Symptoms of Gilbert's syndrome
Gilbert's syndrome has no pronounced symptoms, proceeds with minimal manifestations. Some doctors do not consider the syndrome as a disease, but refer it to the physiological characteristics of the body.
The only manifestation in most cases are moderate indicators of jaundice with staining of the mucous membranes, skin, eye sclera. Other symptoms are either mild or non-existent. Possibly minimal neurological symptoms:
- weakness;
- dizziness;
- fatigue;
- sleep disorders;
- insomnia.
Even more rare symptoms of Gilbert's syndrome are digestive disorders (dyspepsia):
- lack or loss of appetite;
- bitter burping after eating;
- heartburn;
- bitter taste in mouth; rarely vomiting, nausea;
- feeling of heaviness, stomach fullness;
- stool disorders (constipation or diarrhea);
- pain in the right hypochondrium of a dull aching character. May occur with errors in the diet, after the abuse of spicy, as well as fatty foods;
- may experience liver enlargement.
Benign hyperbilirubinemia treatment
If there are no concomitant diseases of the gastrointestinal tract, during the period of remission, the doctor prescribes diet No. 15. In acute periods, if there are concomitant diseases of the gallbladder, diet No. 5 is prescribed. No special hepatic therapy is required for patients.
Useful in these cases, vitamin therapy, the use of choleretic agents. Patients do not need special spa treatments either. Electrical or thermal procedures in the area of the liver will not only not bring any benefit, but will also have a harmful effect. The prognosis of the disease is quite favorable. Patients remain functional, but it is necessary to reduce nervous and physical stress.
Gilbert's benign hyperbilirubinemia also does not require special treatment. Patients should follow some recommendations so as not to exacerbate the manifestations of the disease.
Table 5.
- Allowed for use: weak tea, compote, fat-free cottage cheese, wheat bread, vegetable soup, low-fat beef, crumbly cereals, chicken, non-acid fruits.
- Forbidden to eat: lard, fresh pastry, spinach, sorrel, fatty meat, mustard, fatty fish, ice cream, pepper, alcohol, black coffee.
- Compliance with the regime - heavy physical exertion is completely excluded.

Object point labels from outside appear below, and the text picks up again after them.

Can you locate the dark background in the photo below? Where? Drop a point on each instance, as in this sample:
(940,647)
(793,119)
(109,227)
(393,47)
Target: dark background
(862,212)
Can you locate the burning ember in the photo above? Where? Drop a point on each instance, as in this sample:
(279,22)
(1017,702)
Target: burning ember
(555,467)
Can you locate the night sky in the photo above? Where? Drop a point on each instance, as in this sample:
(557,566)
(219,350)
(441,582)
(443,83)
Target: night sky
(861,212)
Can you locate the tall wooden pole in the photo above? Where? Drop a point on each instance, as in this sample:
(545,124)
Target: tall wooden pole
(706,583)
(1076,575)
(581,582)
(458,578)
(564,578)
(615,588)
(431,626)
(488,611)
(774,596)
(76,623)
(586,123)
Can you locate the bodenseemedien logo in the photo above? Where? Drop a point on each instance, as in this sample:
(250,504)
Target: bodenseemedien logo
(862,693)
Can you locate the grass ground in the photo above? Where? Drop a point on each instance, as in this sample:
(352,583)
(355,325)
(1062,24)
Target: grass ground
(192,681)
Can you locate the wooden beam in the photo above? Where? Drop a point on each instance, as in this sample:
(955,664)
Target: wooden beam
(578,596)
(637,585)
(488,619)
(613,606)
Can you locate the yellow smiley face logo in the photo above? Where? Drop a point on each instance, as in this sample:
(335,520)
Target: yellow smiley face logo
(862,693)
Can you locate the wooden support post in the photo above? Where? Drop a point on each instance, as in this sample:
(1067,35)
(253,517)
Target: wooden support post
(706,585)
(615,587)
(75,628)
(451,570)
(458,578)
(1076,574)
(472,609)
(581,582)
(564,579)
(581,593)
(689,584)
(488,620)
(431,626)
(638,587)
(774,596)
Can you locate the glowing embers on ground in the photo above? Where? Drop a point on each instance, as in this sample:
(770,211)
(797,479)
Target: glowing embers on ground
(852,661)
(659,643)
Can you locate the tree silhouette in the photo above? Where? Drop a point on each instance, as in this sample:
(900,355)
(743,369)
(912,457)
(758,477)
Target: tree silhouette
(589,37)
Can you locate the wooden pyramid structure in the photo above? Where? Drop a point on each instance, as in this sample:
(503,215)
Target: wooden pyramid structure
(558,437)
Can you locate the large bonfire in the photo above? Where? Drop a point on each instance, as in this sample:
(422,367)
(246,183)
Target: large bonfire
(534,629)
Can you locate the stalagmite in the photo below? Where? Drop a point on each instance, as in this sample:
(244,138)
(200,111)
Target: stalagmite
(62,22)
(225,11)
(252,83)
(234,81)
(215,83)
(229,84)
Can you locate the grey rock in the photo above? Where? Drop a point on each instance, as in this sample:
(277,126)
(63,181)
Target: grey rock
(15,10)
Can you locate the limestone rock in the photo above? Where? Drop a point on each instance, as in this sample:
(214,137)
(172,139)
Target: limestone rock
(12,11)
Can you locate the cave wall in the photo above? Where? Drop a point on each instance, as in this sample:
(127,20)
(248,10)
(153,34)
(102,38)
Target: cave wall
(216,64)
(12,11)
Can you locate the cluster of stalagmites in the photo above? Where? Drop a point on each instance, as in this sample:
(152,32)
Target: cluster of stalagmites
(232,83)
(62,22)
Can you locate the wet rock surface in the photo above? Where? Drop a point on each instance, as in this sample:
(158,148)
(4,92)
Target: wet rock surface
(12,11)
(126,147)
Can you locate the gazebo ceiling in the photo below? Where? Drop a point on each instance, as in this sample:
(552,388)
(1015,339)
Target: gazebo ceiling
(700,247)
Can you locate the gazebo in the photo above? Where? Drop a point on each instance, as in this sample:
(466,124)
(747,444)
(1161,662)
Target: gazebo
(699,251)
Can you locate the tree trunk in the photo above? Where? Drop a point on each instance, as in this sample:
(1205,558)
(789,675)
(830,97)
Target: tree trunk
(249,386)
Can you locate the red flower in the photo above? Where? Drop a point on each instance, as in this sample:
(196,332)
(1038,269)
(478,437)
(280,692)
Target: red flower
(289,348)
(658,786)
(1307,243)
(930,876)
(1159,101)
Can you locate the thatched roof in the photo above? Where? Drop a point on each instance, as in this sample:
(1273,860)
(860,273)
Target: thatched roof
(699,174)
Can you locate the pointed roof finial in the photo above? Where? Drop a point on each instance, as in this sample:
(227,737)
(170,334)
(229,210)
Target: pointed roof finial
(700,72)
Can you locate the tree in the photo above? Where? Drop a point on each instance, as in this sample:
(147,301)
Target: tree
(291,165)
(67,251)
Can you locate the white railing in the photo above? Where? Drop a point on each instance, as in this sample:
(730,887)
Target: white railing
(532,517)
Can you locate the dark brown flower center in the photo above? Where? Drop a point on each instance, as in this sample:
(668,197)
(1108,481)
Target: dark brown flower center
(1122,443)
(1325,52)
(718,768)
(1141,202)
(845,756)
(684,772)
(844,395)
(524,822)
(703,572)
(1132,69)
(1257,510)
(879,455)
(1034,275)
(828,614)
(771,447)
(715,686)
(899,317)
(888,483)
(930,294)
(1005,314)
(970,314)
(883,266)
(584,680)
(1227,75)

The use of prescribed medications: anticonvulsants, antibiotics, anabolic steroids, if necessary - analogues of sexhormones that are used to treat hormonal disruptions, as well as athletes - to improve athletic performance.
- Completely quit smoking, drinking alcohol.
If symptoms of jaundice occur, the doctor may prescribe a number of medications.
- Barbiturate group - antiepileptic drugs effectively reduce bilirubin levels.
- Cholagogues.
- Means that affect the functions of the gallbladder, as well as its ducts. Prevent the development of cholelithiasis, cholecystitis.
- Hepatoprotectors (protective agents, protect liver cells from damage).
- Enterosorbents. Drugs that enhance the excretion of bilirubin from the intestines.
- Digestive enzymes are prescribed for dyspeptic disorders (vomiting, nausea, gas formation) - help digestion.
- Phototherapy - exposure to light from blue lamps leads to the destruction of fixed bilirubin in tissues. Eye protection is essential to prevent eye burns.
When following these recommendations, patients have a normal level of bilirubin, the symptoms of the disease appear much less often.